Airflow DAGs, Operators, Tasks & Providers


Hello Data Pros, 

In our last blog, we demonstrated step-by-step installation of Apache Airflow on a Windows PC, and successfully executed our very first Airflow dag!

Now, it's time to dive deeper!

In this video, we'll learn about the airflow configuration file!

Explore each section inside a dag!

Understand various Operator types!

Experience the power of provider packages!

Let's begin right away!

 

As we already know, airflow dags are coded in Python language.

 

Every Airflow setup has a ‘dags folder’. You can set this folder path in the Airflow configuration file, named airflow dot cfg.

 

In addition to the dags folder, this configuration file has many other settings that you can customize to meet your needs.

 

For example, to enable my Airflow instance to send email notifications, I added another Docker container in my docker compose. This new container will locally host a simple SMTP server. I then updated the Airflow configuration file to use the corresponding Docker service name as the SMTP host.

 

Let's now take a closer look at each section inside a dag!

In general, we begin with import statements.

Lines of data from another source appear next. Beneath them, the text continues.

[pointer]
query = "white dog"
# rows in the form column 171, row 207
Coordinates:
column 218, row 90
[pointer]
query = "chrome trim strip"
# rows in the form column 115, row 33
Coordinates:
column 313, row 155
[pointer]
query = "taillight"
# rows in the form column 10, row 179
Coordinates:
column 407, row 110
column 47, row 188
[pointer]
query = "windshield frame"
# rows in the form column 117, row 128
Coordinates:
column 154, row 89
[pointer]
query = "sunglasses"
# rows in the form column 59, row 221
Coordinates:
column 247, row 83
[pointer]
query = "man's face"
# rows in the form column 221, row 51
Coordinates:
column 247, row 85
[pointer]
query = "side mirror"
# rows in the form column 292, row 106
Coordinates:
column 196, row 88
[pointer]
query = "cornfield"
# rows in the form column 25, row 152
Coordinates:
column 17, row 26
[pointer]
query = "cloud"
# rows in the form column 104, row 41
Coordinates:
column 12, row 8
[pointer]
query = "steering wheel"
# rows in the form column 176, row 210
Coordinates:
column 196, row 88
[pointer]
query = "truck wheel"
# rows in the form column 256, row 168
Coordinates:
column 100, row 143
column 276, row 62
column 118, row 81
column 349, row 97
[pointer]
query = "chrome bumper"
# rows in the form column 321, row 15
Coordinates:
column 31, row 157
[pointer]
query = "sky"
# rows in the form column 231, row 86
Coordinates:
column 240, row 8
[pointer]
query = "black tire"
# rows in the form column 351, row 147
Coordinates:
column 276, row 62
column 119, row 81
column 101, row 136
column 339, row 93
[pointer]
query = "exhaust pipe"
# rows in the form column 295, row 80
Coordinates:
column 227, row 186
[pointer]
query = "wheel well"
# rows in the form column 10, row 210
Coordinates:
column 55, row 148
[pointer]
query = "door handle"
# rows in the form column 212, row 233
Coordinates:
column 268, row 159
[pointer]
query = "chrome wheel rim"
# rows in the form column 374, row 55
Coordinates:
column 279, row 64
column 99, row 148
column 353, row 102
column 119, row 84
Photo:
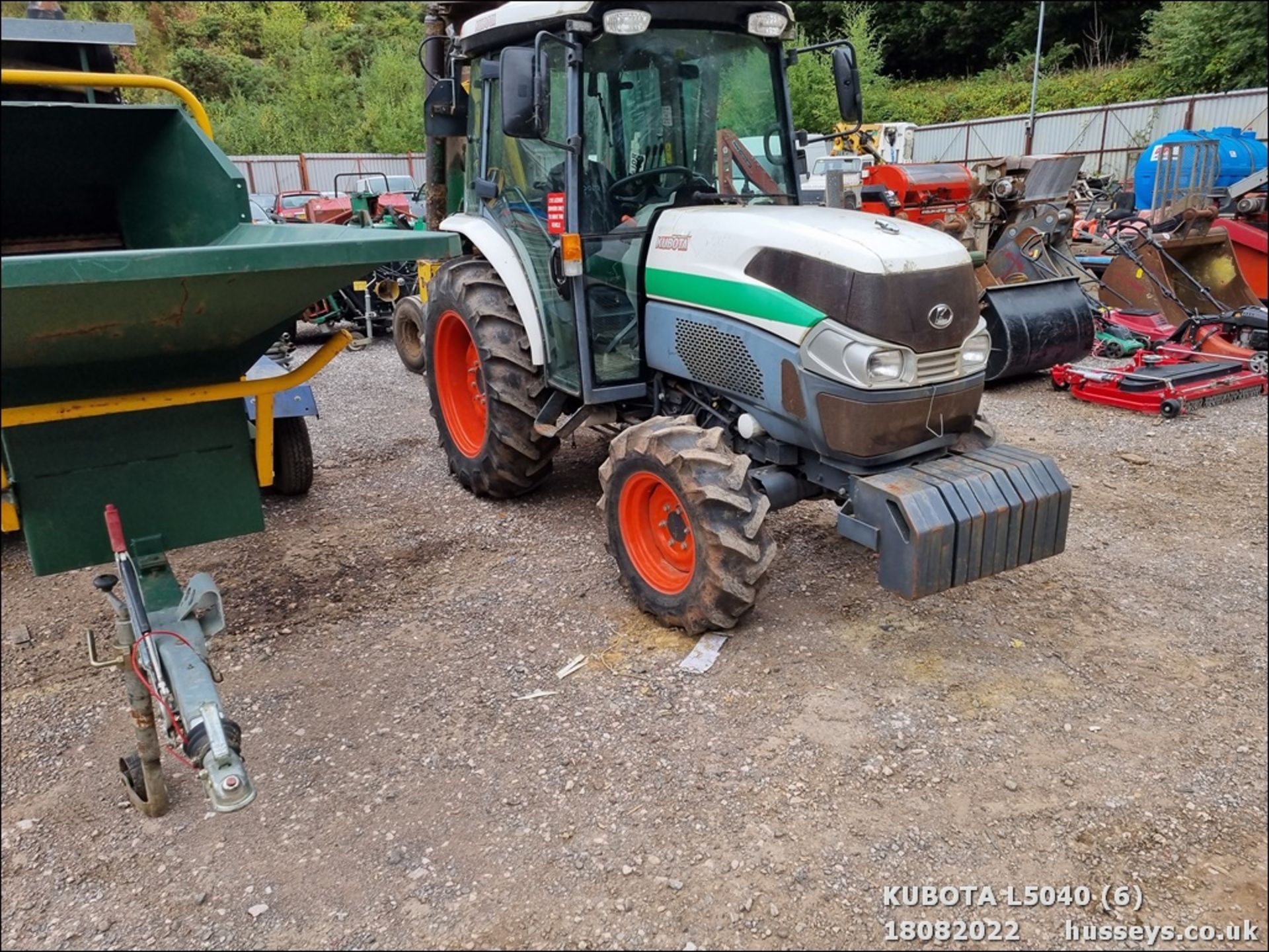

We should always import the dag class,

In addition, import the airflow operators that you are planning to use in your tasks.

 

We may also need to import any functions you use, whether they are built-in or user-defined.

 

For example, in my case, I've developed a custom Python function called clean data, which is placed in the plugin folder. Because I intend to use the clean data function in this dag, I've included it in the imports section.

 

Next, create a dag object and configure the dag-level parameters, such as start date, end date, schedule interval, backfill, catchup and more.

For a complete list of dag parameters and their purpose, please refer to this official Airflow documentation link in the video description.

 

Next, we create tasks.

A task is created by instantiating a specific operator and providing the necessary task-level parameters.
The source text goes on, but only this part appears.